# Topton N100 (X2F)2 Firewall Appliance

This page describes how to run coreboot on the Topton N100.

```{eval-rst}
+---------------+---------------------------------+----------------------+
| Binary file   | Apply                           | Required / Optional  |
+===============+=================================+======================+
| IFD           | Intel Flash Descriptor          | Required (see below) |
+---------------+---------------------------------+----------------------+
| ME            | Intel Management Engine         | Required (see below) |
+---------------+---------------------------------+----------------------+
| FSP-M & FSP-S | Intel Firmware Support Package  | Required             |
+---------------+---------------------------------+----------------------+
```

## Flashing coreboot

**WARNING:** There are multiple devices from the same vendor with
similar name, using different board layout, capabilities and EC/SuperIO.

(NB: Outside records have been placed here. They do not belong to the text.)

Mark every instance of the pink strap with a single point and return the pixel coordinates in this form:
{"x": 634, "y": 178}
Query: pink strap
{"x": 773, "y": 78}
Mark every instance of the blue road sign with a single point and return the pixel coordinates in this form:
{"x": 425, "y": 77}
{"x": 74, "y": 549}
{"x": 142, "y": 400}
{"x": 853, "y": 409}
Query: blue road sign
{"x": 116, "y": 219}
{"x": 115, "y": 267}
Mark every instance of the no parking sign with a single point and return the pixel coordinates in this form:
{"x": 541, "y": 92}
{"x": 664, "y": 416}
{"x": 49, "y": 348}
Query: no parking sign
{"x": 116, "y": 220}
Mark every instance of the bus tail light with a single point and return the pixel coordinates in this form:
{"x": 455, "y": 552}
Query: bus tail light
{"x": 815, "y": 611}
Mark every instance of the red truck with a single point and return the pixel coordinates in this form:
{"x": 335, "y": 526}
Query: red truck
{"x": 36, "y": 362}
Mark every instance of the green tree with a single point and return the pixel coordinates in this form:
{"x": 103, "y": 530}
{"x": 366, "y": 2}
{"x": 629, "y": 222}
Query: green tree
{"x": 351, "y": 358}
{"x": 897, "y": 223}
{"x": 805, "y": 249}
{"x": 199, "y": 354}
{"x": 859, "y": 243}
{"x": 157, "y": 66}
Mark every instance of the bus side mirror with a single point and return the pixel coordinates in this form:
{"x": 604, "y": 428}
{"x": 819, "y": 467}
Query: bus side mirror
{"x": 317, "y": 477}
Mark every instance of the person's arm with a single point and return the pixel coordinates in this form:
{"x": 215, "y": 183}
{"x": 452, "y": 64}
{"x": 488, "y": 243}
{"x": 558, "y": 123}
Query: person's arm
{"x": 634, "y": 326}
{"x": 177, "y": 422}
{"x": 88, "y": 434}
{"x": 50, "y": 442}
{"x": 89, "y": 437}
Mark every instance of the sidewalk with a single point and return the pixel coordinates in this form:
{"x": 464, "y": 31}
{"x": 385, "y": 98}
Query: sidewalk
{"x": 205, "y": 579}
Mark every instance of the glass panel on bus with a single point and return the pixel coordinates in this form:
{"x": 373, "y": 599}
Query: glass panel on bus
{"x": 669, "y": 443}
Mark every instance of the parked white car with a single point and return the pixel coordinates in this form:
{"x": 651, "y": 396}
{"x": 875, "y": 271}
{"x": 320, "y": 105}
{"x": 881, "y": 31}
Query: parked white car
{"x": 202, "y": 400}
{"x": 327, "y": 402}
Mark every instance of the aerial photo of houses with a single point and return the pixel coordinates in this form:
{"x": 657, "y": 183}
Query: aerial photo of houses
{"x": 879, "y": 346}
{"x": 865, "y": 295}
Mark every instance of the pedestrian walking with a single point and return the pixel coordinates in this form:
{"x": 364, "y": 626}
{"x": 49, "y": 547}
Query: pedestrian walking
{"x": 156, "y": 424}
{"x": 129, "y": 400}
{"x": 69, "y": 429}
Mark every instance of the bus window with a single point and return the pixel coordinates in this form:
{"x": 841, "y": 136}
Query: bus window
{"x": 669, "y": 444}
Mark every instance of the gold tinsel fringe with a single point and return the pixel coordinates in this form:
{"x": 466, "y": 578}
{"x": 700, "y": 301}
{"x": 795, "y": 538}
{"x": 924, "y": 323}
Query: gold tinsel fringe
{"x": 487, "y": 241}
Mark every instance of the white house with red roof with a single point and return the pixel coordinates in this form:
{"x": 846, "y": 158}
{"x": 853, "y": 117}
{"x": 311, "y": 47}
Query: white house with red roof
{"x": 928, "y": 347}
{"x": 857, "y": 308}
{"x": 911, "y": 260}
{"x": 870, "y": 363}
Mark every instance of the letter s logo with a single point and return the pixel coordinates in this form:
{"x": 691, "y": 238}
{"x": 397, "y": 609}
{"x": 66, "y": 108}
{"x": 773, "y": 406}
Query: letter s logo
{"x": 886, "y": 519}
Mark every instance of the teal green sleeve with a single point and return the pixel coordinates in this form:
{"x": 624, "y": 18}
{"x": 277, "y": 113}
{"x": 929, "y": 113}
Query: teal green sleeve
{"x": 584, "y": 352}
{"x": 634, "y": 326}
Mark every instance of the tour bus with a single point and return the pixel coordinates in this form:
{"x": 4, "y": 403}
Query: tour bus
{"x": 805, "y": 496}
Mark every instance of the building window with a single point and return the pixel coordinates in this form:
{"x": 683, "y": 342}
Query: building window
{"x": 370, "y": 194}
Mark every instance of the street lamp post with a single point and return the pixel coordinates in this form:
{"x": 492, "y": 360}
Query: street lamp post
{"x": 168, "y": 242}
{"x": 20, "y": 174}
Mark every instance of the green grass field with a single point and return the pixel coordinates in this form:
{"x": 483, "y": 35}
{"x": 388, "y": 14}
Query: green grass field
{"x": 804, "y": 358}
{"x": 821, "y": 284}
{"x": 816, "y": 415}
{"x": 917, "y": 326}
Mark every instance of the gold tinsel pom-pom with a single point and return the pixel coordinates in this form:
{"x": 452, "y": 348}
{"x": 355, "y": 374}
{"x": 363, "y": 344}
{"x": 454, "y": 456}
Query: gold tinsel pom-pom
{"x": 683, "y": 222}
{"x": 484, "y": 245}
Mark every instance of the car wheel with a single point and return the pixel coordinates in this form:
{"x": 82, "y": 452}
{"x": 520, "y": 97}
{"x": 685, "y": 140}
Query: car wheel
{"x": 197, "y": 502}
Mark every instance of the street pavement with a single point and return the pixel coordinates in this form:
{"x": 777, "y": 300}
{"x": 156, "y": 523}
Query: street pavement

Likewise, there are other vendors selling their devices with
the same mainboard. According to the sticker on the box: `H30W-N100-226`.

Please **DO NOT cross-flash firmware on "similar-looking" device**.
Doing so **may kill your device**. You have been warned :)

### Internally

Vendor of this motherboard hasn't locked any flash regions, resulting
in internal programmers such as [flashrom]/[flashprog] having full access
to the SPI chip. Assuming that user had booted Linux with `iomem=relaxed`,
they can:
- Flash coreboot from stock firmware
- Flash stock firmware from coreboot
- Update coreboot build to a newer version

	Without opening the case and connecting the SPI flasher.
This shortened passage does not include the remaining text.